4. When the threshold for abnormal FPG was defines so that its prevalence approximated the prevalence of abnormal 2hPG, these differences virtually disappeared.


5. Rates of progression to IFG to diabetic FPG were indistinguishable from rates of progression to IGT or postchallenge diabetes.

In many cases the two pathways remained exclusive

1. About 42% of those who developed IFG did not develop IGT and vice versa.


2. Regardless of the threshold defining abnormal, serial OGTT revealed that at the population level, progression to type 2   diabetes unfolded over the course of decades.


3. Even after prolonged follow-up many subjects with IFG or IGT had not developed diabetes and many had reverted to NGT.


4. Standard risk factors for type 2 diabetes were:


• Older age
• Male sex
• Obesity.

Maintenance of normoglycemia results from:

1. A balance between glucose production


2. Glucose disposal mediated by skeletal muscle, pancreatic B-cells and the liver.
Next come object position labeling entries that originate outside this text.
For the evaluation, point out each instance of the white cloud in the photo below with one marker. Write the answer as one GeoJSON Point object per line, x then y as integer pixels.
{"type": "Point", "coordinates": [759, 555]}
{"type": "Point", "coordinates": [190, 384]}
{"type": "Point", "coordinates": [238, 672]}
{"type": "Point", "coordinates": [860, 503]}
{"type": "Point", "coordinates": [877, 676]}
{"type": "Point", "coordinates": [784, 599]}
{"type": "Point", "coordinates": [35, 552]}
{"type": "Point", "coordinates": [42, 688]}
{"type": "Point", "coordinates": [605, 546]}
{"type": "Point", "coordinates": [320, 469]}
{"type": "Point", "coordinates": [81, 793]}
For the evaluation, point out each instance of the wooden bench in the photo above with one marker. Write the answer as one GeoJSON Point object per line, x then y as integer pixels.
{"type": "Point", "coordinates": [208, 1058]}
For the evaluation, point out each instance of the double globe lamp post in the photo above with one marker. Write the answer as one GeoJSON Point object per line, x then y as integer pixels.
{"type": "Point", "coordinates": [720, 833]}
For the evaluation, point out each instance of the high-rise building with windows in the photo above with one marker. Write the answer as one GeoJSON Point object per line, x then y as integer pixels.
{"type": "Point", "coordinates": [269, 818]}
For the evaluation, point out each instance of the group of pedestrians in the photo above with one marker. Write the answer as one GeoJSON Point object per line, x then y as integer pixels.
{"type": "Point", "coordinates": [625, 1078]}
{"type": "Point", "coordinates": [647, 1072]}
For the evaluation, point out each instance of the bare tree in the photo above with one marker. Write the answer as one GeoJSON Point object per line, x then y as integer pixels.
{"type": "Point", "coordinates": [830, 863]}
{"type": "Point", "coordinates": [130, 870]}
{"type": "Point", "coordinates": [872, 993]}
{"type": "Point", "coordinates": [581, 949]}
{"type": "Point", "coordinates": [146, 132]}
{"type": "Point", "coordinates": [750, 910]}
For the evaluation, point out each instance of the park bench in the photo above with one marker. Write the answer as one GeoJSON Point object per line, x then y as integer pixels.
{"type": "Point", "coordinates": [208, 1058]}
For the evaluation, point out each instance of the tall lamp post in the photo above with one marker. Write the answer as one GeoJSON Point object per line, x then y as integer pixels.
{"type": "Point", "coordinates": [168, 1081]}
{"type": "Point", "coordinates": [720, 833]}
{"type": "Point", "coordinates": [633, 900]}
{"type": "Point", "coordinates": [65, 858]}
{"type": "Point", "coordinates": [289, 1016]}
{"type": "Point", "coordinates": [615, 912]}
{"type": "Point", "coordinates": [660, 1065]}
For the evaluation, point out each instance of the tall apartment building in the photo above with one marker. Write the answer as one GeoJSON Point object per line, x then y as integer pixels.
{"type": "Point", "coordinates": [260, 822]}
Insulin resistance and impaired first-phase insulin secretion are independent determinants of progression from NGT to IGT and from IGT to diabetes.

1. Comparing isolated IFG with isolated IGT suggest that variations in insulin resistance or insulin secretion may produce clinically distinct prediabetic phenotypes.


2. Pima Indians with IFG or IGT were equally insulin resistant


3. Pima Indians with IFG had a greater impairment of first-phase insulin secretion and higher basal hepatic endogenous glucose output compared with subjects with isolated IGT.


4. Pima Indians with IGT, only those with a relatively greater defect in first-phase insulin secretion subsequently developed type 2 diabetes.


5. Hepatic endogenous glucose output is a major determinant of FPG levels and in Pimas did not predict diabetes independent of insulin secretion and insulin resistance.


6. Similar results have been found in Caucasians.

Those with IFG and IGT had equivalent insulin resistance.
Those with IFG had depressed B-cell function, assessed using homeostasis model assessment (HOMA).